Credit Rating Agencies and Competition Law

Norman Neyrinck, Nicolas Petit, Apr 17, 2012

Editor’s Note: This paper was originally published in the August 2011 issue of the CPI Antitrust Chronicle; however, given the appropriateness of the paper for this symposium and its continuing relevance, we are reprinting it.

It will have taken policy makers an extra financial crisis to realize that financial markets should not be hostage of the predictions of the “big three” credit rating agencies (the “CRAs”), i.e. Moody’s Investors Services, Standard & Poor’s, and Fitch ratings. Pluralism in ratings is the new mantra of regulatory proposals in the European Union (“EU”) and the United States. And controversial proposals abound, with calls to dismantle the existing CRAs or to set-up public, State-sponsored rating agencies.

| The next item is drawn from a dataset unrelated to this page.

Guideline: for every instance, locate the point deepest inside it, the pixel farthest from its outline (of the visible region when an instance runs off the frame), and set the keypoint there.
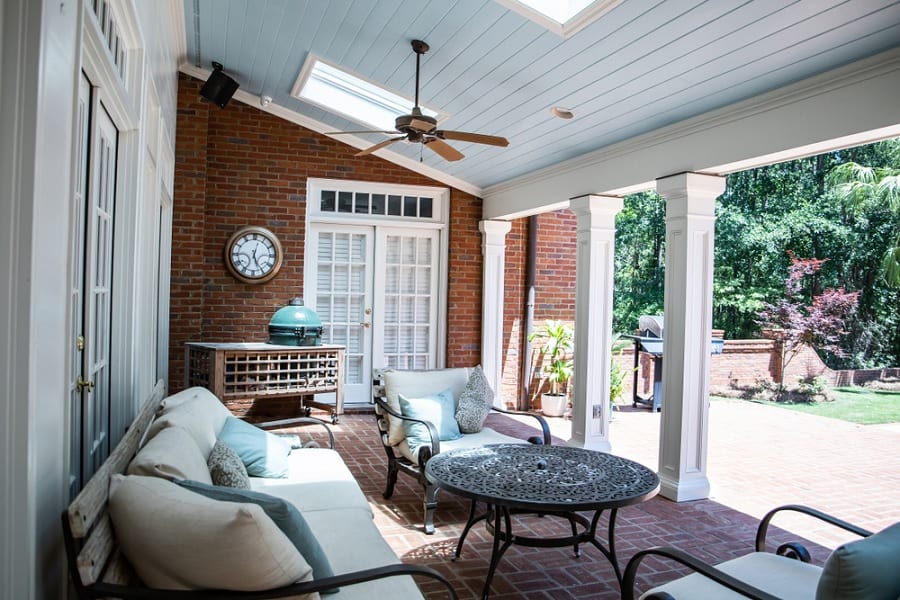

Interestingly, while all the evidence points to the existence of a competition problem in the rating industry, almost nothing has been written on whether the CRAs could be amenable to antitrust scrutiny. This is all the more surprising. From an economic standpoint, the credit rating industry exhibits structural-i.e., a tight oligopoly-and behavioral-i.e., ratings parallelism-features that routinely give rise to antitrust concerns. And from a legal standpoint, the competition rules are a very elastic instrument, which can: (i) be triggered ex officio under flexible conditions and at little costs; and (ii) lead to the adoption of remedies that often come close to standard regulatory obligations.

In this context, this paper seeks to assess the possibility of competition intervention in the credit ratings industry. Given that competition law does not prohibit oligopolistic market structures as such, a necessary trigger for antitrust enforcement is the existence of a course of conduct that either constitutes unlawful collusion under Article 101 the Treaty on the functioning of the EU (“TFEU”), or abuse of dominance under Article 102 TFEU. In the following sections we formulate hypothesis of infringements under Articles 101 and 102 TFEU, gauge their factual plausibility, and assess their legal vulnerability to competition proceedings.

Obviously, it would be beyond the scope of this paper to screen the various activities of CRAs that may give rise to a competition infringement. We thus focus only on whether CRAs’ recent downgrading of sovereign ratings can trigger antitrust liability.